In order to approach this matter, the New York City Advisory Commission on Property Tax Reform, formed in 2018 by Mayor Bill De Blasio and City Council Speaker Corey Johnson, is hosting a series of virtual hearings seeking input from the public on potential reforms.

Hearings have already happened here in Brooklyn and in Staten Island, with the other three boroughs taking place in the coming weeks.

A preliminary report from the commission was released in January 2020 with recommendations to create a fairer system, but the pandemic slowed momentum. Using the input from these public hearings, De Blasio has promised a finalized report before he leaves office in December.

Property tax reform has long been a contentious issue in New York City.

The city does not assess taxes at properties' full market value, instead opting for a complicated system dating back to World War II that separates properties into four classes, each being assessed at different rates of the estimated market value. In practice, the system has taxed wealthy homeowners, and condo or co-op owners at vastly lower rates than middle class homeowners. The system has also shown to tax communities of color at higher rates. 

"The current system is not fair," the Commission's preliminary report, which lists ten initial recommendations to confront this issue, says.

Among these recommendations is to merge co-ops, condominiums, rental buildings with up to ten units, and 1-3 family homes into one "residential" property class. It also recommends using a sales based methodology to value these residential properties, and to assess them at their full market value. This reform would, in theory, put all residential properties on the same playing field. 

Any reforms would require working with the state government as well as the city council and, due to the upcoming term limitation for De Blasio, the onus will likely fall on the next Mayoral administration.

For some critics, this is a good thing. 

"Bill de Blasio has not been effective in leveraging the powers and pulpit of the mayoralty against the powers that be in Albany," City Councilmembers Justin Brannon of South Brooklyn and Joe Borelli of Staten Island wrote in a recent Op-Ed.

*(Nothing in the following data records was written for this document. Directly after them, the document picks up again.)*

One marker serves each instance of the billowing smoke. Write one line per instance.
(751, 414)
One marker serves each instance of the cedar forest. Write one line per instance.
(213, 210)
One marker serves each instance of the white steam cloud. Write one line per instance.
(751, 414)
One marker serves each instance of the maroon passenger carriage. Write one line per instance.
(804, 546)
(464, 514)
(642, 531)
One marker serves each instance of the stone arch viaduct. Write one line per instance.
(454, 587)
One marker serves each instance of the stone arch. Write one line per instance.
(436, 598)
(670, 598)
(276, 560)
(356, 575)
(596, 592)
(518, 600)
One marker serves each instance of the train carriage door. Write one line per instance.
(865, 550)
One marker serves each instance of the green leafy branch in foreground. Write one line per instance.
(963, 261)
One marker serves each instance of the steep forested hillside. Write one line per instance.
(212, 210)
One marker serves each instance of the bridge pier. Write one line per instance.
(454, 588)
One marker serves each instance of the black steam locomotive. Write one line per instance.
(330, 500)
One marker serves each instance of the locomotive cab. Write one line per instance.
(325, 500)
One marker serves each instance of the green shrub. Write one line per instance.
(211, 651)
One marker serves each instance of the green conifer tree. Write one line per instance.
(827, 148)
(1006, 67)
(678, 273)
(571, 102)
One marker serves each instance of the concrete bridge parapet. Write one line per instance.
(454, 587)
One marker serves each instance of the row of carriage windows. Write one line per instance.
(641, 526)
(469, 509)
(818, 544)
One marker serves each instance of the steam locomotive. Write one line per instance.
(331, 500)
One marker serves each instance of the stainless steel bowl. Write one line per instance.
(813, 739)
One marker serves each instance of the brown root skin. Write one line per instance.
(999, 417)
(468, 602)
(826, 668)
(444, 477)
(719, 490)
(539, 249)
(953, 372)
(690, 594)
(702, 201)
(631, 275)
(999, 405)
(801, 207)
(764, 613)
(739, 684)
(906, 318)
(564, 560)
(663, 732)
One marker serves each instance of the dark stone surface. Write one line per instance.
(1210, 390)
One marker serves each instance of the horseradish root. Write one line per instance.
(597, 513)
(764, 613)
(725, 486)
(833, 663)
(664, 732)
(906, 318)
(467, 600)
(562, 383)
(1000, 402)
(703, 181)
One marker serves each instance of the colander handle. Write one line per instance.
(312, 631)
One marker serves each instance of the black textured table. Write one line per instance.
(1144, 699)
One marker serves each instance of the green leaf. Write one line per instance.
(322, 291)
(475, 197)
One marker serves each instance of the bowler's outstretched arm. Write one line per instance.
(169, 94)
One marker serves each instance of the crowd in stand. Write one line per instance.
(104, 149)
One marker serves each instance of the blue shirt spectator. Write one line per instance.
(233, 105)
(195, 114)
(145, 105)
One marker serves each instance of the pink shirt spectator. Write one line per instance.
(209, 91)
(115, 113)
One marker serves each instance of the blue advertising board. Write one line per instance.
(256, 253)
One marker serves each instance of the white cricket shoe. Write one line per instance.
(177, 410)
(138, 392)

"New Yorkers of all stripes — homeowners, tenants, renters and small landlords — should join us in demanding each [mayoral] candidate commit to supporting the tax commission's recommendations."

Still, these reforms will likely be a tough sell to many homeowners whose property taxes would go up should the recommendations of the commission come to fruition.

Though the Brooklyn public hearing has passed, anyone concerned about the current property tax system and any future reforms can still listen in to hearings for Queens, the Bronx and Manhattan.